As bibliotecas do Rio
Não há cidade com vida literária ativa sem grandes bibliotecas. Com o Rio de Janeiro, mesmo com dificuldades, não foi diferente. Apesar de sediar a Biblioteca Nacional – a maior do país – a cidade sofreu e sofre de escassez desse tipo de espaço de leitura e guarda da história editorial e intelectual carioca e brasileira. De qualquer maneira, foi por meio de bibliotecas públicas e privadas que se constituiu um patrimônio literário cada vez mais acessível a pesquisadores contemporâneos, devido aos meios tecnológicos que preservam antigas publicações de periódicos e primeiras edições.
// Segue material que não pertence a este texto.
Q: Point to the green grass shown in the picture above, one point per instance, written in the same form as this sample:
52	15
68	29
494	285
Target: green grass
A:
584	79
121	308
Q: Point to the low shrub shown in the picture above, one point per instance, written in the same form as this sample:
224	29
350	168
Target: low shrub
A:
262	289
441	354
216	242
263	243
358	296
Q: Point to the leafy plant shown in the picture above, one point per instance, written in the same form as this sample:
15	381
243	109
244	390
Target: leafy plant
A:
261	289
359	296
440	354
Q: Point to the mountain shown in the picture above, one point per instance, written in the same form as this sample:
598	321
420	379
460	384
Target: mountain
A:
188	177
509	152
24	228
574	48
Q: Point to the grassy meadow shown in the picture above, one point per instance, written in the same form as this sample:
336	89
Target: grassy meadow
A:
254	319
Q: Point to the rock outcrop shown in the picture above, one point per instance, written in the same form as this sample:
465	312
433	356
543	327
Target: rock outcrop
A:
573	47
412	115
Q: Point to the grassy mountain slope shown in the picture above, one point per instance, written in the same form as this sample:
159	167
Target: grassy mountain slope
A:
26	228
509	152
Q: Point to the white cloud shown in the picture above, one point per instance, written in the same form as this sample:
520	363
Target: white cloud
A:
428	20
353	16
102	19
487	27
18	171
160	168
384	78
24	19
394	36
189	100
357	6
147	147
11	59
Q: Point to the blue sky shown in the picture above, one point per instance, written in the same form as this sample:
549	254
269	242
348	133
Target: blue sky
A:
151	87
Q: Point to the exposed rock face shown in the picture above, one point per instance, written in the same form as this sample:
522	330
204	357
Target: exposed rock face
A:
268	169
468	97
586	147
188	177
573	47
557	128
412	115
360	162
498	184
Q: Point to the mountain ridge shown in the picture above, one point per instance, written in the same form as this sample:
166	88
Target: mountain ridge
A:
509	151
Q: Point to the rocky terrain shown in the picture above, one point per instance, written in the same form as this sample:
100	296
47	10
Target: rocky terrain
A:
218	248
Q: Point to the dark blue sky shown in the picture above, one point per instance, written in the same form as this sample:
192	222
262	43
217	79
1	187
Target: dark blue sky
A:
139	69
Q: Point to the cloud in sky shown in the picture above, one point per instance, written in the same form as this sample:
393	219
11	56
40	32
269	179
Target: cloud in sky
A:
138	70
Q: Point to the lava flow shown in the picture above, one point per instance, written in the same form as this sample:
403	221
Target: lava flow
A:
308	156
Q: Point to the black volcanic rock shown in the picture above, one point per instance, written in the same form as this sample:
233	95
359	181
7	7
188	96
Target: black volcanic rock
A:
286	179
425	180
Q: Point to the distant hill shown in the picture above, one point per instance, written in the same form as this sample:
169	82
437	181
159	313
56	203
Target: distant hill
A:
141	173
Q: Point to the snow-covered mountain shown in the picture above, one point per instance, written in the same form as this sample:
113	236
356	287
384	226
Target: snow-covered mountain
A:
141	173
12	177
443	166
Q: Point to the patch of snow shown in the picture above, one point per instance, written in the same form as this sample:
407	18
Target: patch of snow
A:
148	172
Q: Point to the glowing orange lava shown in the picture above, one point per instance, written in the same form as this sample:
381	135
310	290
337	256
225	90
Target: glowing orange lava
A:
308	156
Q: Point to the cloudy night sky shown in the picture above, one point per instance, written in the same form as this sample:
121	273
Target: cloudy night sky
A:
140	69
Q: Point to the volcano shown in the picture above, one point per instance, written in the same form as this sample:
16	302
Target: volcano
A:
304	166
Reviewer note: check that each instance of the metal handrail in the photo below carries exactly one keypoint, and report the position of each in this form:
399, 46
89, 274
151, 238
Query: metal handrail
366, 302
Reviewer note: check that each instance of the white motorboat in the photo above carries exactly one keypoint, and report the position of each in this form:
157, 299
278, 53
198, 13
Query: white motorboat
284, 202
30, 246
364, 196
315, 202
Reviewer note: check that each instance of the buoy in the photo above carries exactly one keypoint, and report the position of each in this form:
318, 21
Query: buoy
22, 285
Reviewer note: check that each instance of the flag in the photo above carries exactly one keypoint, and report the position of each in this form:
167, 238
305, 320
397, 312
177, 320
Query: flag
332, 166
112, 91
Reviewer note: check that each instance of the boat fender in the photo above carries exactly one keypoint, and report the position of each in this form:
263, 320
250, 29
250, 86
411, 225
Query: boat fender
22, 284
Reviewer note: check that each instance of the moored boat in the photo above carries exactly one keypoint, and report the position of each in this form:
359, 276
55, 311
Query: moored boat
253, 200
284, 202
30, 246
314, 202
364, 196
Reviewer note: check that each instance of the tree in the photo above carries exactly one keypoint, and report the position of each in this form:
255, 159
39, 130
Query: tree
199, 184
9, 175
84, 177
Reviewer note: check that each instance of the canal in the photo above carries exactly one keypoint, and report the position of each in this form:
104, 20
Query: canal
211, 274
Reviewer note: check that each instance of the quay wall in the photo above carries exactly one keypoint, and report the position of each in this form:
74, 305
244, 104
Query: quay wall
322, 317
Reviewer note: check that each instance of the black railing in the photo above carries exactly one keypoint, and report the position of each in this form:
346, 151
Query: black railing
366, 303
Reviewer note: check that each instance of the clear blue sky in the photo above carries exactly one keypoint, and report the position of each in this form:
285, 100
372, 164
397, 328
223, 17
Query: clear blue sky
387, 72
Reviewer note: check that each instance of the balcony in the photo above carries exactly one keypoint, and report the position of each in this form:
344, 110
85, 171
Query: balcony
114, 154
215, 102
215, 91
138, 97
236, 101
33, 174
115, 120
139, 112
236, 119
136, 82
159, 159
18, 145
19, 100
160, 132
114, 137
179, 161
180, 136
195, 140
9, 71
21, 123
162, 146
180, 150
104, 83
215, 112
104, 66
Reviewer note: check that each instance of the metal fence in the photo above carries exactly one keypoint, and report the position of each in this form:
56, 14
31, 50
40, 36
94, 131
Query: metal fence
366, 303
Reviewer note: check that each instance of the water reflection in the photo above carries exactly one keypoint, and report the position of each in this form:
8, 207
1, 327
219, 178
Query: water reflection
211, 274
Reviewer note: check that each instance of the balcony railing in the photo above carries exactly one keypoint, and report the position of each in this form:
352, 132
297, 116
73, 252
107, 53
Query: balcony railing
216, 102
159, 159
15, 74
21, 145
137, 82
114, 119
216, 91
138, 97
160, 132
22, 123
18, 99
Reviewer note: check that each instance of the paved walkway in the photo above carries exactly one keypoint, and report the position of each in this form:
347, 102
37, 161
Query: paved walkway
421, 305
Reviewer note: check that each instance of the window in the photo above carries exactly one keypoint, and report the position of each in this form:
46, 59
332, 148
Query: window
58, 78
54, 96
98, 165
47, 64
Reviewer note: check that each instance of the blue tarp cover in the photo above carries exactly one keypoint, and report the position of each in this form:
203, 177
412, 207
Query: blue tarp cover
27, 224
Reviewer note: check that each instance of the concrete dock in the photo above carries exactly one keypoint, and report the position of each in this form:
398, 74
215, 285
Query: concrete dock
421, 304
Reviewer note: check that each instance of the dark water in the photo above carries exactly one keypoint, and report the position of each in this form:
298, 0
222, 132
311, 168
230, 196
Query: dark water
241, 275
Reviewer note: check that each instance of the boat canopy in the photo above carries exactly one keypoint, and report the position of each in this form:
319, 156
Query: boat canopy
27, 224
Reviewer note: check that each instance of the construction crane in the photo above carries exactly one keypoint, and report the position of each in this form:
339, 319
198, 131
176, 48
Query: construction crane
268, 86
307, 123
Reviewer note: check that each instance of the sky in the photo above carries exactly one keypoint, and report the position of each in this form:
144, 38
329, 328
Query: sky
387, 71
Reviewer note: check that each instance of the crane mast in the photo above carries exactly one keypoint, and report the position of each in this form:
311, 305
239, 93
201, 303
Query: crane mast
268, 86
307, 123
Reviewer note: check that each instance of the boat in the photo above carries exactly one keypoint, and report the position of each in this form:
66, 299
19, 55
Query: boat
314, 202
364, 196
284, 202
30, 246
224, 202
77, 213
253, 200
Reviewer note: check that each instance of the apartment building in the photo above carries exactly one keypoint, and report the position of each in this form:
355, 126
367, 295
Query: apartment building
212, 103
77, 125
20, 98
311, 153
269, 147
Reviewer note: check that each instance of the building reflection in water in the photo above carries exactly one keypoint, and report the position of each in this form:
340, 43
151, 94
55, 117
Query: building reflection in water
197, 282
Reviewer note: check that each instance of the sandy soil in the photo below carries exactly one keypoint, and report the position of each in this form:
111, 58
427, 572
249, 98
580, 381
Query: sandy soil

Ainda na primeira metade do século XIX, algumas bibliotecas particulares ficaram famosas. Os mais de 6 mil volumes de Antônio de Azevedo de Araújo, o conde da Barca; os mais de 1500 volumes de Francisco de Melo Franco ou os 5 mil volumes raros de José Bonifácio de Andrada impressionavam pela quantidade, mas tinham em comum a completa ausência de livros de autores brasileiros ou dedicados ao país. Com o avanço do mercado editorial brasileiro, aos poucos essa realidade foi alterada.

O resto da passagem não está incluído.